On Friday 6 July 2018 the Riddet Institute was honoured to welcome Prof Marc Hendrickx and invite him to give a seminar on Process structure function relations in plant-based foods.
Prof Hendrickx is a senior professor of Food Technology at KU Leuven and is currently head of the Laboratory of Food Technology, member of the steering committee of LFoRCe (Leuven Food and Nutrition Research Centre) and co-director of the international Inter-University Program in Food Technology (IUPFOOD). The research of professor Hendrickx focuses on the understanding and quantification of process structure function relations of food systems during processing and preservations with focus on mechanisms and kinetics. Prof. M. Hendrickx has been involved in 15 multi-partner large scale EU funded projects (in the fields of thermal processing, high pressure processing and pulsed electric field processing), of which 6 as a coordinator.
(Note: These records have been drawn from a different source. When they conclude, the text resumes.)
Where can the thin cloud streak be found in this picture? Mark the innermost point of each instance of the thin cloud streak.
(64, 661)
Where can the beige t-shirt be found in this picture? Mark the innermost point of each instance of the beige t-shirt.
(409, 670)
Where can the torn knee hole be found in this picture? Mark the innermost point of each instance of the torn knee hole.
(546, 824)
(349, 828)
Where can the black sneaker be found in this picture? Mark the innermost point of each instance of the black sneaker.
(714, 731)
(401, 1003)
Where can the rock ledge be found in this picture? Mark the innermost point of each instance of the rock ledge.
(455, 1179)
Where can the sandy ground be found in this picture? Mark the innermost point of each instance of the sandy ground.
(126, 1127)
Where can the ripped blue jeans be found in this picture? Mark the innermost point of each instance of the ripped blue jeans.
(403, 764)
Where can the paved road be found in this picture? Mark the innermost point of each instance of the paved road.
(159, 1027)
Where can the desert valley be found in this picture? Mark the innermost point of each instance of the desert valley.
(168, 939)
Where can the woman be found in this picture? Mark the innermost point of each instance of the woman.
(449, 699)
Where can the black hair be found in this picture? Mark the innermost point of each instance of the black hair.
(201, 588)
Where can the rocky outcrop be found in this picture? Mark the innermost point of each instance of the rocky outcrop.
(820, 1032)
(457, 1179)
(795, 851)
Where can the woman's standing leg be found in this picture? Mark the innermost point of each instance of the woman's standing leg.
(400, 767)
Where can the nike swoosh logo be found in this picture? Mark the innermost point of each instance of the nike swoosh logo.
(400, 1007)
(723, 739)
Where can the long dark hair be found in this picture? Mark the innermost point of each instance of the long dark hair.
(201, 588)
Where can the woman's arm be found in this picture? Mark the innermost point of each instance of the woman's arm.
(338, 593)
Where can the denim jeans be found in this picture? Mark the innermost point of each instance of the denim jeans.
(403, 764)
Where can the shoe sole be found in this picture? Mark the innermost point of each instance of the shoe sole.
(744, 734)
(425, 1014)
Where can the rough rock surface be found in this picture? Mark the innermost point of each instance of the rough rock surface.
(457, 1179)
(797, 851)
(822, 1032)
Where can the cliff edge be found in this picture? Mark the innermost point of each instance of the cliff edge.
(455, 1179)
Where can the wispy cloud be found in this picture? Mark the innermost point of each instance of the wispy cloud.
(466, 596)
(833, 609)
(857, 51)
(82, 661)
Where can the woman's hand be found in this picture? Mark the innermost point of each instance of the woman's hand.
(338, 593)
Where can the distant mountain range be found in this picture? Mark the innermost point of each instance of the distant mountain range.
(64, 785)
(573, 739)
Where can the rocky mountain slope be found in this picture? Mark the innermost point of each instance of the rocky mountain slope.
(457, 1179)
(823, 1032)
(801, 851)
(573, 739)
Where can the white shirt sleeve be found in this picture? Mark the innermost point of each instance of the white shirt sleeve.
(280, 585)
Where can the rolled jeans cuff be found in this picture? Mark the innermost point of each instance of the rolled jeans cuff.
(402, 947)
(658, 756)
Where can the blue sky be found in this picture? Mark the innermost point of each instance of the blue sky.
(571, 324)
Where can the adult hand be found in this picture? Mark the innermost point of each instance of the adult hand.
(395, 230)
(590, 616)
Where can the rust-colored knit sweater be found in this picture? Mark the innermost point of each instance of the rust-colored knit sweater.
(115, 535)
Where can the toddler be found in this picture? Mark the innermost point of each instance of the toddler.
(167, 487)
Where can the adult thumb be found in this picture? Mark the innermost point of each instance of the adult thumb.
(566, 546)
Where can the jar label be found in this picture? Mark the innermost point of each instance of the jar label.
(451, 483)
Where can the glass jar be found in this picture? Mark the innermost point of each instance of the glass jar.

Recently, he has been a key scientist and member of the management board of NovelQ, High-Tech-Europe and HST FoodTrain.
The research activities of the KU Leuven Laboratory of Food Technology are focusing on understanding and quantifying process-structure-function relations of food systems during processing, preservation and storage by optimal exploitation of the Endogenous potential of fruit-, vegetable- and legume-derived systems, both for problems identified in North and South. The KU Leuven LFT research activities revolve around three key interrelated research lines:
(i) process structure relations or structure engineering answering the question on how food structures can be generated and maintained;
(ii) process structure quality relations or omics and kinetics for food quality design investigating the influence of the processes used and the structures obtained on biochemical, chemical and physical food quality aspects during processing and shelf life and
(iii) process structure health relations or in silico and in vitro digestion and bio-accessibility studies with focus on how food structure can be steered to influence/optimize nutrient bio-accessibility and digestion of plant-based foods.
This presentation discussed the KU Leuven research approach integrating reaction mechanisms, chemometrics (fingerprinting) and kinetics (including multi response kinetics) at different length scales (molecular, microscopic, mesoscopic and macroscopic) and time. Examples were included with specific focus on fruit, vegetable and legume-based foods and ingredients.
The seminar was well attended, and positive feedback was received by staff and students alike. Thank you, Prof Hendrickx, and we look forward to hosting you again.